8. En second lieu, pour décider de sursoir à statuer sur la demande des consorts B..., le maire de la commune de Gometz-le-Châtel s'est également fondé sur le motif tiré de ce que ce projet était de nature à compromettre les objectifs affichés des auteurs du plan local d'urbanisme en matière de création de logements sociaux. Le projet d'aménagement et de développement durable du plan local d'urbanisme en cours de révision, dont les orientations générales ont été débattues au sein du conseil municipal lors de la séance 14 septembre 2015, comporte certes une orientation d'ordre général visant à favoriser la création de logements sociaux. Si, en outre, le document présenté au cours de la réunion publique du 9 décembre 2015 indique que le règlement du projet de plan local d'urbanisme " prévoit que pour toute opération/création/réhabilitation conduisant à 10 logements et plus, au moins 30 % devront être des logements sociaux ", ni ce document, ni aucun autre ne précisait alors ni les zones du territoire de la commune concernées par cette règle ni le champ d'application matérielle d'une telle règle. Dans ces conditions, l'état d'avancement des travaux d'élaboration du plan local d'urbanisme ne permettait pas, à la date de l'arrêté attaqué, de préciser la portée exacte des modifications projetées et de déterminer si elles pouvaient s'appliquer au projet des consorts B... qui consiste à créer 9 logements sur une unité foncière en disposant déjà de 6 dans un bâtiment distinct. Le maire de la commune de Gometz-le-Chatel ne pouvait, par suite, décider de sursoir à statuer sur la demande au motif que le projet allait à l'encontre de l'objectif de création de logements sociaux poursuivi par le futur plan local d'urbanisme.

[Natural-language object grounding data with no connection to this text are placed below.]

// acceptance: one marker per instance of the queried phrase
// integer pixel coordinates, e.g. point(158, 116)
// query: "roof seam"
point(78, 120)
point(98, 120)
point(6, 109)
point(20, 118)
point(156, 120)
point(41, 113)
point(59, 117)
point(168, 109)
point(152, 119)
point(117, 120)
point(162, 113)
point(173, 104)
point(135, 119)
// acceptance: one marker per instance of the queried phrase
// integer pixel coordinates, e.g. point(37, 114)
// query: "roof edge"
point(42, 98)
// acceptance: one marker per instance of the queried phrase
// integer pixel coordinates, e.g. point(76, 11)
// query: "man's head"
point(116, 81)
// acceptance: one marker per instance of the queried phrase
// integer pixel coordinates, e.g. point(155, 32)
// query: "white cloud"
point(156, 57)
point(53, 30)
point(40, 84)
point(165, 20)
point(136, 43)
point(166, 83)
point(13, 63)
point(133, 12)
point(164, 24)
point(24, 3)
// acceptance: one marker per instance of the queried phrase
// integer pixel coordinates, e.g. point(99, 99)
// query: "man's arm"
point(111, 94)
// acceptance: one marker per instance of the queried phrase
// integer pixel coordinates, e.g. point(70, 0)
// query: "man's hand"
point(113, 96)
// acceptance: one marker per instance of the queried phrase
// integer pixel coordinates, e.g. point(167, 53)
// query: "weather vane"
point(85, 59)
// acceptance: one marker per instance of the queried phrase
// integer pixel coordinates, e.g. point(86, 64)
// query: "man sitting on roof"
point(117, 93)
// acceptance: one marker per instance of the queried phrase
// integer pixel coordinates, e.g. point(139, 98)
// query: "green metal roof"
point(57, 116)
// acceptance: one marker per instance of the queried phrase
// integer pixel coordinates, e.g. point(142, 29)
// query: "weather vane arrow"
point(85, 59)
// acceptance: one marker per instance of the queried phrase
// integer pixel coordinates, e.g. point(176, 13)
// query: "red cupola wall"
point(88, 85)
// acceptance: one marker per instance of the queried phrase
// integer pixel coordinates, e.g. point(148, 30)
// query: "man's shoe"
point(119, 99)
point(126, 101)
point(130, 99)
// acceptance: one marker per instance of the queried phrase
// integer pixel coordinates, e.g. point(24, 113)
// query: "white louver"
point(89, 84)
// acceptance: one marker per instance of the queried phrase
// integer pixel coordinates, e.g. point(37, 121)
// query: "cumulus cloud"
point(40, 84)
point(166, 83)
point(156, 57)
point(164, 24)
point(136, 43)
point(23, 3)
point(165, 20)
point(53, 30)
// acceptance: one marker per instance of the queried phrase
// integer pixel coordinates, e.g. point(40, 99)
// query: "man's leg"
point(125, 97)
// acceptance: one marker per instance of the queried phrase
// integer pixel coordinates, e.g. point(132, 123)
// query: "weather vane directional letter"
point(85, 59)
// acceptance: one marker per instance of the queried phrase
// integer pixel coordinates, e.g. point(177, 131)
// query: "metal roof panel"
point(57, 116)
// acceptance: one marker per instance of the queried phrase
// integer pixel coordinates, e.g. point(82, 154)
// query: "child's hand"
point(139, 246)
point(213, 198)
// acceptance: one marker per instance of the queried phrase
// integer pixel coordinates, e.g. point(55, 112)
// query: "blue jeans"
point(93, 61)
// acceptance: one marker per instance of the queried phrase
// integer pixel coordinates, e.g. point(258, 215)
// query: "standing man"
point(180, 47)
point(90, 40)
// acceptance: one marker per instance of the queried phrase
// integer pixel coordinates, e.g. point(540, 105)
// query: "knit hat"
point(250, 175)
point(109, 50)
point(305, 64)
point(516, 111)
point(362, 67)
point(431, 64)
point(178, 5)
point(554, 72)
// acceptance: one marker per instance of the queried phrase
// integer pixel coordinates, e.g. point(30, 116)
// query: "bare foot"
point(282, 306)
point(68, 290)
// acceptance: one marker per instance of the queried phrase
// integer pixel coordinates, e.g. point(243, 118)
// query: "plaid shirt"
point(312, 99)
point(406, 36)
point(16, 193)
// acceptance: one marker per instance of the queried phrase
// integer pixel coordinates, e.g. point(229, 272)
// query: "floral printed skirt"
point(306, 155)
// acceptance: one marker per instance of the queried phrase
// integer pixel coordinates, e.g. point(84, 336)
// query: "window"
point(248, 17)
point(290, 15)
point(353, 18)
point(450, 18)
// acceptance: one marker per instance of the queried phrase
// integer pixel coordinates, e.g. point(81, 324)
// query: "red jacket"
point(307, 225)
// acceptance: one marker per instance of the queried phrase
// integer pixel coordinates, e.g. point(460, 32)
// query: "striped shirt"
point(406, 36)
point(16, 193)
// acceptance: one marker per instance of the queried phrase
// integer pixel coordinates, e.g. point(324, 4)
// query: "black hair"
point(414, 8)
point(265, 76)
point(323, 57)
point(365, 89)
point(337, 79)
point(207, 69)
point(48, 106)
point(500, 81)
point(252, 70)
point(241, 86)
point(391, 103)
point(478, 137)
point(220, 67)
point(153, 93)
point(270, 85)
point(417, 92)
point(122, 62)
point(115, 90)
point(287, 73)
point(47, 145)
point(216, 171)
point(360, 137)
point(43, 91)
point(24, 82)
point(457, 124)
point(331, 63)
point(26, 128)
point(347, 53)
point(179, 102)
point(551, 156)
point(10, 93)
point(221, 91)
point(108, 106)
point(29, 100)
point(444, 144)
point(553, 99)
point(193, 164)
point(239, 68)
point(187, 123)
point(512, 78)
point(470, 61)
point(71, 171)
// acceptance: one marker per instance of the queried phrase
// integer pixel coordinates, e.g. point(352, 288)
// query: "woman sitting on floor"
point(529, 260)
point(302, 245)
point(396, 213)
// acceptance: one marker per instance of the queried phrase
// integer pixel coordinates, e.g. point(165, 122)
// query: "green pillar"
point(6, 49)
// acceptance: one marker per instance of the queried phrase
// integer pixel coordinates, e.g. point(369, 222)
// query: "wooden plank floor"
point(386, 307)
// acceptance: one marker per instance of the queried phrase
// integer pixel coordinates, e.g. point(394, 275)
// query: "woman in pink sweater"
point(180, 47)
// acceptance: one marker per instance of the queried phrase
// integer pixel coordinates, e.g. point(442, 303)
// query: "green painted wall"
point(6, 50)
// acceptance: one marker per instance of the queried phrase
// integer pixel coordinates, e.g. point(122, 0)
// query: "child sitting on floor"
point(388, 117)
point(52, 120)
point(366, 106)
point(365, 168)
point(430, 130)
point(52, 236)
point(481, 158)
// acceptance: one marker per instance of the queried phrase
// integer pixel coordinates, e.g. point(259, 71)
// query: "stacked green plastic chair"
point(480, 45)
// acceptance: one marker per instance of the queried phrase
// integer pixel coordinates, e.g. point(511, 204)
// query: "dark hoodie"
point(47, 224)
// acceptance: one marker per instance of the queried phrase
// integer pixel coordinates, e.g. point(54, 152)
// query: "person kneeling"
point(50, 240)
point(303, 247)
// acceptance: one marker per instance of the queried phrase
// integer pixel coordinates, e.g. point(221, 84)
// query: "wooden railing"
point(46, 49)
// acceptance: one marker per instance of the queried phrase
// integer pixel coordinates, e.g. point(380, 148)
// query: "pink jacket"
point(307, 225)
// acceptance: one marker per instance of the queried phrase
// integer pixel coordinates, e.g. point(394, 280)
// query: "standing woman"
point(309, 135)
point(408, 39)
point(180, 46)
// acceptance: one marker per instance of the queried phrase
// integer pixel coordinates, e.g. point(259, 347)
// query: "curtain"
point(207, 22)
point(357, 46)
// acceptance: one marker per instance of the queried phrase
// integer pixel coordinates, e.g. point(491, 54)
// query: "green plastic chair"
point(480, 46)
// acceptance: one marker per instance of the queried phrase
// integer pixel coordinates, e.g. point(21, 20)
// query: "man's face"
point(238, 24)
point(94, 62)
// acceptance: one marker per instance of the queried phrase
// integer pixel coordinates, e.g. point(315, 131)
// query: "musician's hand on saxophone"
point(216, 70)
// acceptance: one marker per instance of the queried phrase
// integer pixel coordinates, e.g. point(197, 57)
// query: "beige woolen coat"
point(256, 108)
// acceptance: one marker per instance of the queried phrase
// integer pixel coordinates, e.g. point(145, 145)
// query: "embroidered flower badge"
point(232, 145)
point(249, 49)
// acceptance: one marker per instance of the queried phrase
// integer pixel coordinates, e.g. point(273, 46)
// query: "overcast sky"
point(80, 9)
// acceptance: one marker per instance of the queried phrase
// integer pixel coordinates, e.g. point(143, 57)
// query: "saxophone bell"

9. Pour l'application des dispositions de l'article L. 600-4-1 du code de l'urbanisme, aucun des autres moyens invoqués n'est susceptible de fonder l'annulation des décisions attaquées.
10. Il résulte de tout ce qui précède, que les consorts B... sont fondés à soutenir que c'est à tort que, par le jugement attaqué, le tribunal administratif de Versailles a rejeté leur demande et à demander l'annulation de l'arrêté du 17 décembre 2015 et de la décision du 7 mars 2016 rejetant leur recours gracieux.
Sur les conclusions à fin d'injonction :
11. L'annulation, par le présent arrêt, de l'arrêté du 17 décembre 2015 implique seulement que la commune procède au réexamen de la demande de permis de construire des consorts B... dans un délai de deux mois, dans les conditions prévues par l'article L. 600-2 du code de l'urbanisme. Il n'est pas nécessaire en revanche d'assortir cette injonction d'une astreinte.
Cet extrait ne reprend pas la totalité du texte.